Diese Charta der Vertriebenen war - und ist bis heute - ein Dokument, das weit über Tagesaktualitäten hinausweist. Wir finden darin Formulierungen, die es wert sind, gerade heute in Erinnerung gerufen zu werden. So heißt es schon im ersten Satz: "Im Bewußtsein ihrer Verantwortung vor Gott und den Menschen ..."

Wie war das doch vor drei Jahren, als die heute vor einem politischen Scherbenhaufen stehende Bundesregierung den Amtseid leistete? Gut die Hälfte der Minister verzichtete demonstrativ darauf, sich zur "Verantwortung vor Gott" zu bekennen - vielleicht liegt auch hier eine der Ursachen für das Scheitern.

Und weiter: "... im Bewußtsein ihrer Zugehörigkeit zum christlich-abendländischen Kulturkreis ..." Hätten wir dieses Bewußtsein nicht weitgehend von utopischen Multikulti-Hirngespinsten verdrängen lassen, wäre die ungehemmte, die Grenzen des Kontinents sprengende EU-Erweiterung weniger bedrohlich, würden wir wohl auch besser fertig mit einem aus nicht-christlichem, nicht-abendländischem Ungeist genährten Terrorismus.
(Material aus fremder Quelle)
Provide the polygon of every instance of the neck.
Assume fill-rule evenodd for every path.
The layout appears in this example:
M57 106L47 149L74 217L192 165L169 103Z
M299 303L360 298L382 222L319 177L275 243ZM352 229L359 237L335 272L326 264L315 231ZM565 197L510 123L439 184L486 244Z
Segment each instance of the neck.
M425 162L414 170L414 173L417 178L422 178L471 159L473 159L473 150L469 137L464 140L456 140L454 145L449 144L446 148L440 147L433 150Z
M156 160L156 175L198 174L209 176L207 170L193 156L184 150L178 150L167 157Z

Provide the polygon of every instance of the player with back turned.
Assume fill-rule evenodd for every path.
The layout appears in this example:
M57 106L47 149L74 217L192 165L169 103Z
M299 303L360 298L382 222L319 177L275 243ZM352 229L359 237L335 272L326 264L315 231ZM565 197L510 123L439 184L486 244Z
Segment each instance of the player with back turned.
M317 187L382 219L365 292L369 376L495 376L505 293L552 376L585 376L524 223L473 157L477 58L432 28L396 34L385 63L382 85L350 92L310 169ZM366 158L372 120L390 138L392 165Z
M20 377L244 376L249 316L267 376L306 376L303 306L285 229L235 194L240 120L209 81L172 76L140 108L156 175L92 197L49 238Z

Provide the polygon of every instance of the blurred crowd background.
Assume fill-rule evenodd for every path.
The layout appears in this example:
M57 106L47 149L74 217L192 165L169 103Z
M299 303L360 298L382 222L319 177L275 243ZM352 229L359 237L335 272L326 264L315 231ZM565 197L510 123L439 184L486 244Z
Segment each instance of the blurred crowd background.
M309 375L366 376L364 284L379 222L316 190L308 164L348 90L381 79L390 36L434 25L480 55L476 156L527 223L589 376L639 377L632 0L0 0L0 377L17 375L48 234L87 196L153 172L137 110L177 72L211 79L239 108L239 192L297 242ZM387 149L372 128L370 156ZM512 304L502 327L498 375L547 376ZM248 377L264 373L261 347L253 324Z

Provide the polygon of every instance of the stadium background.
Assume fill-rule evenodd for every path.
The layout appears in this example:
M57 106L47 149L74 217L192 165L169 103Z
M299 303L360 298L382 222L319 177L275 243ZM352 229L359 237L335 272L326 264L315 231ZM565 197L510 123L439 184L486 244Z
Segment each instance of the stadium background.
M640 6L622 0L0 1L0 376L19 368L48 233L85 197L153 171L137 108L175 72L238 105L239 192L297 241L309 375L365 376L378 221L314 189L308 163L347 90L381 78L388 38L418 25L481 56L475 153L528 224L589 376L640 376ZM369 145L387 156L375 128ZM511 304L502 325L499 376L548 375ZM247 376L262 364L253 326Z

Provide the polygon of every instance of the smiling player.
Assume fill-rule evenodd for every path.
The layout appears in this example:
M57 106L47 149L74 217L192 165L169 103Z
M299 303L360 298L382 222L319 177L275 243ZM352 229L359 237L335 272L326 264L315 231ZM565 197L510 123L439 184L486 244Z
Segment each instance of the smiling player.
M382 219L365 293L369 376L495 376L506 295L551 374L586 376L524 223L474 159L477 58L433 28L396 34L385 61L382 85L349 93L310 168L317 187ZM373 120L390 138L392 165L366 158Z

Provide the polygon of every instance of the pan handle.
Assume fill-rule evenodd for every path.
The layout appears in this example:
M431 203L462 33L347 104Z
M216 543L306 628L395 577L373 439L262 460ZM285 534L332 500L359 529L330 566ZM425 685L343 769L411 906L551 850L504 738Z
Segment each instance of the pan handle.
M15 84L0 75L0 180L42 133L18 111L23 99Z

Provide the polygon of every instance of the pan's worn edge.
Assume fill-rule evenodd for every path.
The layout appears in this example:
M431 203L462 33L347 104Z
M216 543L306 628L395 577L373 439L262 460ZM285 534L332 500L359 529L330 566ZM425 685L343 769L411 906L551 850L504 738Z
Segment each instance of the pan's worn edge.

Denn der christlich-

abendländische Geist im besten Sinne - übrigens auch die Quelle dessen, was wir als preußischen Geist verstehen - gibt auch die Kraft, Toleranz zu üben, wo sie erwidert wird, und da wehrhaft aufzutreten, wo Gefahren lauern.

Weiter im Text der Charta: "... im Bewußtsein ihres deutschen Volkstums ..." - damals, fünf Jahre nach dem Ende des Krieges und der national-sozialistischen Gewaltherrschaft, ein Jahr nach der Gründung einer freiheitlichen Demokratie im Westen und einer neuerlichen, diesmal international-sozialistischen Diktatur im Osten von Rest-Deutschland, hatte diese Formulierung noch nicht den Klang, den man ihr heute unterstellt. Die Väter der Charta hatten keine aggressive Überheblichkeit im Sinne; sie stellten damit einen normalen, allen gesunden Völkern eigenen Patriotismus gegen den gerade erst überwundenen übersteigerten Nationalismus. Die Form von Vaterlandsliebe, die aus diesen Worten spricht, würde den Deutschen des Jahres 2005 gut anstehen.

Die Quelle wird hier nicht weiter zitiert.